Cactus & Succulent Care
It’s the summer now, and warming temperatures mean an updated watering schedule for my cacti and succulents. Of course they still don’t get watered very often; I’m a proponent of rare and heavy watering for these types of plants.
Increased temperature and more intense sunny days also means I can remove my grow light setup for my adult desert plants.
As you can see in the image above at right, the vacuum will need to be broken out after all this.
My echeveria got a coffee treatment today to lower the soil pH. Luckily, I had some leftover bean juice I couldn’t finish and that just got funneled right into the soil. Plus I pruned away the dried-out flower stalks just so my cat wouldn’t chew on them and inadvertantly make a mess.
I’ve also still got my little infant jade plant going. I suspect she may need a larger home to grow into soon, but for now she got some very-diluted fertilizer and water.
Care for all the other plants
First things first, my own care. I stopped to eat a chamomile flower – I love the grassy-yet-sweet taste of these little darlings.
We start with the easy things to do. My kitchen window basils get misted, my recently-pruned celery gets checked on, and my epiphytes go in for their bath. My crispy wave fern goes in for its shower.
While the gorgini sit in their 20-minute warm water bath, I get to the rest of the plant care. The parlor palms also get checked on, and they seem plenty watered and happy. Next the ponytail palm gets checked on – same situation there. Take a look at the closed terrarium – all good, seeing some growth there. White willow sapling gets a good drenching from the watering can. All spider plants get a watering. Peperomia gets a look-see and since the soil’s dry down two inches, a good watering is had.

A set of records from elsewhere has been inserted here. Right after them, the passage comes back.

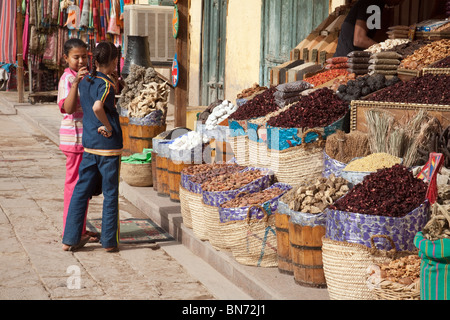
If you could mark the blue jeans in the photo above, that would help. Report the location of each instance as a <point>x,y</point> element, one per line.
<point>108,167</point>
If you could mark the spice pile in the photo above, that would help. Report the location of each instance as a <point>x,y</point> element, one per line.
<point>373,162</point>
<point>219,114</point>
<point>314,198</point>
<point>392,192</point>
<point>326,76</point>
<point>253,198</point>
<point>387,45</point>
<point>398,32</point>
<point>233,181</point>
<point>206,167</point>
<point>344,147</point>
<point>261,105</point>
<point>288,93</point>
<point>358,62</point>
<point>337,63</point>
<point>438,227</point>
<point>385,63</point>
<point>427,55</point>
<point>215,171</point>
<point>408,48</point>
<point>445,63</point>
<point>318,109</point>
<point>428,89</point>
<point>404,270</point>
<point>256,88</point>
<point>363,86</point>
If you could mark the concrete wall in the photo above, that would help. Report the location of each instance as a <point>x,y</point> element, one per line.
<point>243,46</point>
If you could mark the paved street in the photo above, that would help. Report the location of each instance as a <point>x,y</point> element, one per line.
<point>32,263</point>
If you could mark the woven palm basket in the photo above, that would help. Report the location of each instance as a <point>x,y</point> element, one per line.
<point>296,164</point>
<point>258,154</point>
<point>253,242</point>
<point>185,210</point>
<point>239,145</point>
<point>345,267</point>
<point>197,215</point>
<point>213,227</point>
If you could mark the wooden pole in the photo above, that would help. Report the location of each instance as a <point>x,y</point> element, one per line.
<point>181,90</point>
<point>19,35</point>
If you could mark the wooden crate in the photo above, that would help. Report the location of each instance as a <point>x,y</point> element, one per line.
<point>398,110</point>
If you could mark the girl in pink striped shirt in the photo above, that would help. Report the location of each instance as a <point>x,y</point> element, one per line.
<point>71,131</point>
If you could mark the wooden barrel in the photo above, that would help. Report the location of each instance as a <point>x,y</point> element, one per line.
<point>306,252</point>
<point>141,136</point>
<point>162,176</point>
<point>224,152</point>
<point>283,248</point>
<point>126,139</point>
<point>174,171</point>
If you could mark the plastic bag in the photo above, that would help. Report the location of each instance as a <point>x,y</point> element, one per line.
<point>359,54</point>
<point>297,86</point>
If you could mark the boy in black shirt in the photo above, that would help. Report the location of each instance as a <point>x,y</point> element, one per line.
<point>355,33</point>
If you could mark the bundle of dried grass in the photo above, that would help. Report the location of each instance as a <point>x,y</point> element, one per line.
<point>411,139</point>
<point>344,147</point>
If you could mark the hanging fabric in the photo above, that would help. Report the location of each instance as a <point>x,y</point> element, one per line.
<point>26,33</point>
<point>113,26</point>
<point>84,21</point>
<point>73,18</point>
<point>8,45</point>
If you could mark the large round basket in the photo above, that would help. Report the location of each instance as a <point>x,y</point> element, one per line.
<point>137,174</point>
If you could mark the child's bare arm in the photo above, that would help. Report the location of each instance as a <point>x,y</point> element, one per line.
<point>71,102</point>
<point>99,111</point>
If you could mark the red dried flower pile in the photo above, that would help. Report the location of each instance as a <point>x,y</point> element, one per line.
<point>318,109</point>
<point>391,192</point>
<point>428,89</point>
<point>260,106</point>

Gorgons come out of the bath, and look – these two are hugging are they dry!
Next comes two bigger undertakings: (1) Pruning and cleanup, and (2) Re-seeding. These primarily take place for my bedroom and bathroom plants.
Check out the before-and-after of cleanup in my bedroom window:
You might notice that a wheatgrass is missing in both photos. All of my wheatgrasses needed replanted. With grasses, regular pruning/cutting can help keep them healthy and green, but I fell off with my pruning because wheatgrass just grows so fast! So I saved what I could and re-seeded.
Now, one of my bathroom plants died and so I had to prune the rotted-out remnants away. Someday, in my dreams, I’ll have somewhere to compost this type of thing. But otherwise I make sure all the bathroom plants are dust-free, doing well, and watered.